César Antonio Molina / Director del Instituto Cervantes
Juan Carlos Rodríguez La Razón 19 Marzo 2007

MADRID- El Instituto Cervantes se ha transformado en el gran buque insignia de la cultura española en el mundo. Más allá de su vocación primaria como «academias para enseñar español», los más de 60 centros que tiene distribuidos por el mundo son hoy un organismo vivo de difusión cultural. Su papel, por ejemplo, como coorganizador del IV Congreso Internacional de la Lengua Española, señala muy a las claras el peso de su presencia en la geografía del español. «Un congreso de la lengua es un suceso fundamental porque nos dirá cuál es el estado actual del español y nos servirá para mejorar -explica su director-. Ahora mismo somos la segunda lengua en importancia económica en el mundo y la cuarta en número de hablantes, después del inglés, el indi y el chino». Pero también tenemos algunos problemas que resolver, César Antonio Molina enumera «internet, ciencia y diplomacia» como los lugares en donde debemos avanzar.

-La demanda del español se está concentrando en países como Brasil o China, ¿está ahí realmente el futuro del español?
-Sí, pero el futuro más inmediato está indudablemente en Estados Unidos.
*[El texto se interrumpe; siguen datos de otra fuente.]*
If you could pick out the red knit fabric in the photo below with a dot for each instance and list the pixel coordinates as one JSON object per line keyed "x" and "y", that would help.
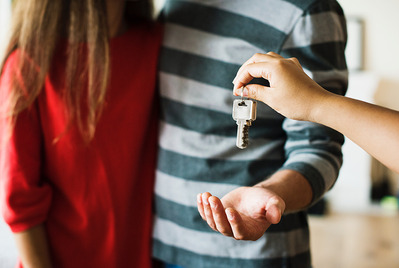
{"x": 95, "y": 199}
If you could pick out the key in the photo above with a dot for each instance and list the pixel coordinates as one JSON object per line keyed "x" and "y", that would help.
{"x": 244, "y": 113}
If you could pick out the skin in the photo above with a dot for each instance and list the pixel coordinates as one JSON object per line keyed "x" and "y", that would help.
{"x": 32, "y": 244}
{"x": 293, "y": 94}
{"x": 247, "y": 212}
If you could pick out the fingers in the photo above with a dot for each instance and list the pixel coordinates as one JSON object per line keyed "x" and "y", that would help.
{"x": 274, "y": 210}
{"x": 253, "y": 91}
{"x": 219, "y": 216}
{"x": 208, "y": 211}
{"x": 236, "y": 223}
{"x": 261, "y": 65}
{"x": 212, "y": 211}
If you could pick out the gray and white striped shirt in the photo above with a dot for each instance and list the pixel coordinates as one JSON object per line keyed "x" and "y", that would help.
{"x": 205, "y": 43}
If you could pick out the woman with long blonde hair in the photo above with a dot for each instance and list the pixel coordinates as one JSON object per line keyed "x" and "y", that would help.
{"x": 78, "y": 132}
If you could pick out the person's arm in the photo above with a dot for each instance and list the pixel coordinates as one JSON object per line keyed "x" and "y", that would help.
{"x": 293, "y": 94}
{"x": 247, "y": 212}
{"x": 33, "y": 247}
{"x": 25, "y": 197}
{"x": 313, "y": 155}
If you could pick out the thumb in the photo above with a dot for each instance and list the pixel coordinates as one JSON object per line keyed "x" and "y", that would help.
{"x": 253, "y": 91}
{"x": 274, "y": 210}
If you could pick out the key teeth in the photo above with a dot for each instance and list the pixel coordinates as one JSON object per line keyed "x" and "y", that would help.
{"x": 245, "y": 137}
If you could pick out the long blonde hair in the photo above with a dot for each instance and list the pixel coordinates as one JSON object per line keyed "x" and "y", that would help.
{"x": 37, "y": 27}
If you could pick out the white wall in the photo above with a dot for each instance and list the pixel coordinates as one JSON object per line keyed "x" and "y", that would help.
{"x": 381, "y": 69}
{"x": 5, "y": 10}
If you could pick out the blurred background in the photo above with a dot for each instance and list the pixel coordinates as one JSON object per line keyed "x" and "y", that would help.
{"x": 357, "y": 224}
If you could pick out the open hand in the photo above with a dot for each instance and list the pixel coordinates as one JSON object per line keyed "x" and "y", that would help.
{"x": 245, "y": 213}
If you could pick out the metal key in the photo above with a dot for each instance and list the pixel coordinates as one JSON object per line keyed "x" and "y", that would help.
{"x": 244, "y": 113}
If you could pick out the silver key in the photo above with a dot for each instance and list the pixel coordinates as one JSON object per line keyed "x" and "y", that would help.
{"x": 244, "y": 113}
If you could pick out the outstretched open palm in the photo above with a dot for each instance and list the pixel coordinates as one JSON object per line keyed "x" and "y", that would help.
{"x": 245, "y": 213}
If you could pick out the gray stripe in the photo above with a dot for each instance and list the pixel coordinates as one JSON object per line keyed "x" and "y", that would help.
{"x": 280, "y": 9}
{"x": 195, "y": 144}
{"x": 303, "y": 32}
{"x": 198, "y": 94}
{"x": 227, "y": 49}
{"x": 335, "y": 80}
{"x": 191, "y": 189}
{"x": 214, "y": 244}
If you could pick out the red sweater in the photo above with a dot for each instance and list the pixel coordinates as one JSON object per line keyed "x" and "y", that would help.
{"x": 95, "y": 199}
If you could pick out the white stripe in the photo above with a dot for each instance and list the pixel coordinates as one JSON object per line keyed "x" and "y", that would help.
{"x": 324, "y": 167}
{"x": 191, "y": 189}
{"x": 227, "y": 49}
{"x": 266, "y": 11}
{"x": 304, "y": 31}
{"x": 209, "y": 146}
{"x": 333, "y": 79}
{"x": 215, "y": 244}
{"x": 197, "y": 94}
Según datos tanto nuestros como del British Council, en 2050 habrá en ese país más de cien millones de hispanohablantes. Hay informes, además, que indican que quienes conocen el inglés y el español ganan de media ocho mil dólares más. Por eso, el español en los EE UU no es sólo una cuestión espiritual y cultural, sino también económica.
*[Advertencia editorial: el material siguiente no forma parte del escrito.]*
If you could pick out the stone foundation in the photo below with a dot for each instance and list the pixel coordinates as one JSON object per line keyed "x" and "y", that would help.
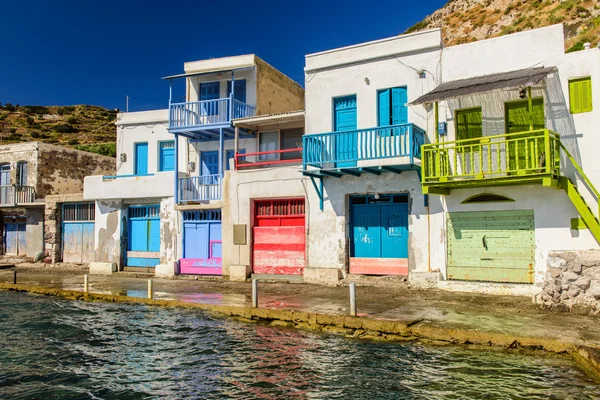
{"x": 572, "y": 281}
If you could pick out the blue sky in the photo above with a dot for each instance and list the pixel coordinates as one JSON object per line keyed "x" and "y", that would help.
{"x": 66, "y": 52}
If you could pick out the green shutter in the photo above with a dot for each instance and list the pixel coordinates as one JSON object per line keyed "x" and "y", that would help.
{"x": 469, "y": 124}
{"x": 580, "y": 95}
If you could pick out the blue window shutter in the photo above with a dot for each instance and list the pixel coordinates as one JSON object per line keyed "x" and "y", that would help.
{"x": 240, "y": 90}
{"x": 399, "y": 109}
{"x": 384, "y": 107}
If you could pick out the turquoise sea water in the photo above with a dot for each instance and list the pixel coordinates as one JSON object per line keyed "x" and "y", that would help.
{"x": 57, "y": 349}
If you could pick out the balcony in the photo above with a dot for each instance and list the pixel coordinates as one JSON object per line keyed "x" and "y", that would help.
{"x": 16, "y": 195}
{"x": 375, "y": 150}
{"x": 262, "y": 159}
{"x": 199, "y": 188}
{"x": 206, "y": 114}
{"x": 515, "y": 158}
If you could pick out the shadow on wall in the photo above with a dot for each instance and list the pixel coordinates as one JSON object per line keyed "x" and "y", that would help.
{"x": 561, "y": 120}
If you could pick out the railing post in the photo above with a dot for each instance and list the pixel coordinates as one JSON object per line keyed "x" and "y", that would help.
{"x": 548, "y": 158}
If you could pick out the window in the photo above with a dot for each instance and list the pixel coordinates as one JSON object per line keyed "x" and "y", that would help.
{"x": 285, "y": 139}
{"x": 580, "y": 95}
{"x": 22, "y": 173}
{"x": 239, "y": 92}
{"x": 268, "y": 141}
{"x": 392, "y": 106}
{"x": 166, "y": 160}
{"x": 469, "y": 124}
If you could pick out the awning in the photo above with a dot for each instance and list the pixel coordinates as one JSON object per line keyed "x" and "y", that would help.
{"x": 216, "y": 71}
{"x": 484, "y": 83}
{"x": 256, "y": 122}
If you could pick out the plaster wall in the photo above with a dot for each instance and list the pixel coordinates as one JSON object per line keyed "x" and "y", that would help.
{"x": 365, "y": 79}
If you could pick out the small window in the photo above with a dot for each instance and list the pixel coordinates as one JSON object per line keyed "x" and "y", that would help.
{"x": 469, "y": 124}
{"x": 486, "y": 198}
{"x": 167, "y": 156}
{"x": 22, "y": 173}
{"x": 268, "y": 141}
{"x": 580, "y": 95}
{"x": 291, "y": 139}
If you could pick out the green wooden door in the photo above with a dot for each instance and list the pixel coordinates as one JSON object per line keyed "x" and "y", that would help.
{"x": 523, "y": 152}
{"x": 493, "y": 246}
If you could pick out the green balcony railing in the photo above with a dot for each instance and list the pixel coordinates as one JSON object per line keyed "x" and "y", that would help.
{"x": 510, "y": 156}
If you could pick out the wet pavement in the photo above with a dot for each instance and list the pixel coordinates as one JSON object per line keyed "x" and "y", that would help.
{"x": 510, "y": 315}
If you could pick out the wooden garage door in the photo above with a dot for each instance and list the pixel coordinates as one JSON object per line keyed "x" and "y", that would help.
{"x": 492, "y": 246}
{"x": 279, "y": 239}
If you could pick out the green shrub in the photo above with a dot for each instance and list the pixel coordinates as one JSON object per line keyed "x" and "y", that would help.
{"x": 65, "y": 128}
{"x": 36, "y": 110}
{"x": 105, "y": 149}
{"x": 416, "y": 27}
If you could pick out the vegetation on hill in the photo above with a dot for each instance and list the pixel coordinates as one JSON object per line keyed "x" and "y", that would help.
{"x": 87, "y": 128}
{"x": 464, "y": 21}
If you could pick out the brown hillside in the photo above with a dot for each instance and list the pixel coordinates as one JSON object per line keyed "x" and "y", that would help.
{"x": 464, "y": 21}
{"x": 89, "y": 128}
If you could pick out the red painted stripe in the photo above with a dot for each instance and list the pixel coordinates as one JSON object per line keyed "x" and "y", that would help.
{"x": 278, "y": 270}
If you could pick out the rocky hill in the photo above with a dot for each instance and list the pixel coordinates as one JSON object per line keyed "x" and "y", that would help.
{"x": 464, "y": 21}
{"x": 88, "y": 128}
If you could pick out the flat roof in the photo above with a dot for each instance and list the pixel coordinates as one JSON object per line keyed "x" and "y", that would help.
{"x": 484, "y": 83}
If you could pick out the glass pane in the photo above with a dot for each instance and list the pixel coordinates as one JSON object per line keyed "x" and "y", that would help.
{"x": 291, "y": 139}
{"x": 268, "y": 141}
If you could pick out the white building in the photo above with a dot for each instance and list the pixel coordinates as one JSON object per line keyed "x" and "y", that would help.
{"x": 163, "y": 207}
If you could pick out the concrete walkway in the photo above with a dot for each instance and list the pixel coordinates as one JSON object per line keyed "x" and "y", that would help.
{"x": 509, "y": 315}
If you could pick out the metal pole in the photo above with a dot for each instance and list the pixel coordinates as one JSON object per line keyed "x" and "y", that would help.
{"x": 254, "y": 293}
{"x": 353, "y": 299}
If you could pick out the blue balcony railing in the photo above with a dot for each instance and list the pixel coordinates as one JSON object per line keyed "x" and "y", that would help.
{"x": 199, "y": 188}
{"x": 207, "y": 112}
{"x": 348, "y": 149}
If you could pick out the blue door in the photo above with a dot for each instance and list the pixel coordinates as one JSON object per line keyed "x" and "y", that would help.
{"x": 167, "y": 156}
{"x": 346, "y": 146}
{"x": 209, "y": 161}
{"x": 380, "y": 230}
{"x": 239, "y": 92}
{"x": 141, "y": 159}
{"x": 210, "y": 91}
{"x": 15, "y": 238}
{"x": 144, "y": 236}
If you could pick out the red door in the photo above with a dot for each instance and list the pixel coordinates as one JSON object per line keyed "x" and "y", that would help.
{"x": 279, "y": 239}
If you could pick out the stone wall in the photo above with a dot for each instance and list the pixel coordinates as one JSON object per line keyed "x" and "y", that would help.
{"x": 53, "y": 224}
{"x": 572, "y": 281}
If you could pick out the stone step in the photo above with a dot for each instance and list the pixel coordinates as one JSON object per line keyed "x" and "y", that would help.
{"x": 278, "y": 278}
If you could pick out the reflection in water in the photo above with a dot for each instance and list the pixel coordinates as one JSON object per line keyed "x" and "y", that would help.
{"x": 53, "y": 348}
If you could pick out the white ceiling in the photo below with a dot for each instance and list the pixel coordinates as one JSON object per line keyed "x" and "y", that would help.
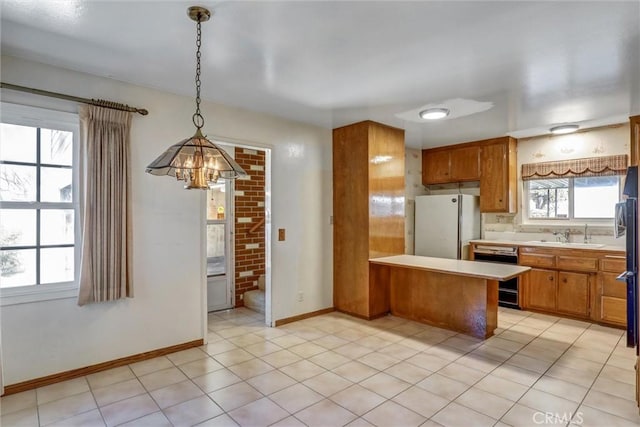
{"x": 501, "y": 67}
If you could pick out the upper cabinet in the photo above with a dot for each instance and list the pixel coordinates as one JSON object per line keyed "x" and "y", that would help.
{"x": 491, "y": 161}
{"x": 448, "y": 164}
{"x": 634, "y": 124}
{"x": 498, "y": 191}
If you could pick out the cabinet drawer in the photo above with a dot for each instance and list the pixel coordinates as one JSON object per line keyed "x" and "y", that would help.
{"x": 614, "y": 265}
{"x": 614, "y": 310}
{"x": 537, "y": 260}
{"x": 612, "y": 287}
{"x": 577, "y": 263}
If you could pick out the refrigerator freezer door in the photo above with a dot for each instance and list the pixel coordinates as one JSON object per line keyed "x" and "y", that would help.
{"x": 436, "y": 227}
{"x": 469, "y": 222}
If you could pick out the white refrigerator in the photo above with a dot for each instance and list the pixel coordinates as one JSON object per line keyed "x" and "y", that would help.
{"x": 444, "y": 224}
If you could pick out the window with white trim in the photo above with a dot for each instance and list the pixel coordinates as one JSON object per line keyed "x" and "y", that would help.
{"x": 585, "y": 189}
{"x": 39, "y": 223}
{"x": 572, "y": 198}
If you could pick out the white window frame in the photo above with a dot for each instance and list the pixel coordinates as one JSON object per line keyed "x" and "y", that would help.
{"x": 571, "y": 220}
{"x": 49, "y": 119}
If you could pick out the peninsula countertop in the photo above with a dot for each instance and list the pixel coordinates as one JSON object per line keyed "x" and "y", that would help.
{"x": 479, "y": 269}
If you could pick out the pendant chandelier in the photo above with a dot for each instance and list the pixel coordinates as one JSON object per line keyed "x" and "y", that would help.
{"x": 196, "y": 160}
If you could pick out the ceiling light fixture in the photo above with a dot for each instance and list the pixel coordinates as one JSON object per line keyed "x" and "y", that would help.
{"x": 562, "y": 129}
{"x": 434, "y": 113}
{"x": 196, "y": 160}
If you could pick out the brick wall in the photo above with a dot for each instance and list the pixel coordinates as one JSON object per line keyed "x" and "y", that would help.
{"x": 249, "y": 211}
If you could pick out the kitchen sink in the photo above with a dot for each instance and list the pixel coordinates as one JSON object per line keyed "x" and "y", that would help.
{"x": 564, "y": 245}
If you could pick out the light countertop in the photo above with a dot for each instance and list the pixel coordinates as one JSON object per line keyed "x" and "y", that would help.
{"x": 483, "y": 270}
{"x": 550, "y": 244}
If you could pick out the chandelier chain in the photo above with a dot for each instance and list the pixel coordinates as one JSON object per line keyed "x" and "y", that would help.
{"x": 198, "y": 120}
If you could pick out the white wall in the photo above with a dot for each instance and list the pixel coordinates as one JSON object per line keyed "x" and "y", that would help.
{"x": 607, "y": 141}
{"x": 47, "y": 337}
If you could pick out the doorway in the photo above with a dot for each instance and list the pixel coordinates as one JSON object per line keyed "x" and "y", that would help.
{"x": 220, "y": 267}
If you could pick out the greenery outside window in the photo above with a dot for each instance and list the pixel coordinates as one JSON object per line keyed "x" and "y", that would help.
{"x": 572, "y": 198}
{"x": 577, "y": 189}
-Sin embargo, el español sigue siendo un idioma de servicios...
-No... Eso era antes, pero ya no. Ahora hay alcaldes, empresarios y hasta un candidato a la presidencia que hablan español perfectamente. Ha cambiado, ya no es la lengua de los emigrados, sino la segunda lengua del país. Es una presencia inevitable. Toda América, de norte a sur, será bilingüe.

-¿También Brasil?
-En Brasil el español se va a enseñar como asignatura obligatoria en los colegios. Eso significa que en unos años va a ser un país totalmente bilingüe porque, dentro de una década, 50 millones de brasileños lo podrán hablar perfectamente y, en veinte años, sobrepasará los cien millones. Por eso, el Instituto tiene ya nueve sedes en este país, porque se necesitarán en los próximos diez años casi 200.000 profesores.

-La expansión hacia China y la India es más compleja, ¿no?
-Estamos trabajando en ello, con nuevos centros, pero también estamos mirando hacia Europa, donde la demanda también crece.

-¿Cómo va ese proyecto de transformar los centros de la Agencia Española de Cooperación Internacional en sedes del Cervantes en toda Hispanoamérica?
-No se ha hablado.

-¿Queda descartado ya para esta legislatura?
-No es un tema que tengamos presente.

-Sin embargo, ha sido efectiva la transformación de las sedes del Cervantes en verdaderos centros culturales y no sólo en academias oficiales de español, ¿no?
-Sí, y no sólo difundimos nuestra literatura, sino también cine -que tiene un éxito enorme-, arquitectura, urbanismo, ciencia... Por eso, en el Congreso de la Lengua no sólo van a estar los grandes especialistas del idioma, sino también científicos, deportistas, cineastas, músicos... La lengua es un tema de todos, no sólo de los especialistas.
-Y el número de sedes sigue creciendo también...-Hemos mejorado muchos centros, como el de Dublín, el de Varsovia o el de Nápoles. Y hemos inaugurado Budapest, Sofía, Estocolmo, Palermo... Todavía nos queda mucho por hacer, como abrir los de Reikjavik y Oslo. Pero habrá que avanzar, por ejemplo, necesitamos más centros en Rusia.

-¿El reto pendiente?
-El África subsahariana, en Costa de Marfil, Senegal o Kenia, que son centros donde hay una altísima demanda de enseñanza del español y tenemos que llegar a ellos también.

-La identificación entre español y economía de futuro la acuñó usted con aquella frase de que «el idioma es nuestro petróleo»...
-Una de las cosas que vamos a hacer en el congreso es pedir a todos los países hispanohablantes que hagan ese cálculo de lo que significa para su economía la cultura de la lengua. Además, España ha hecho un notable esfuerzo por atender la enorme demanda de español para extranjeros.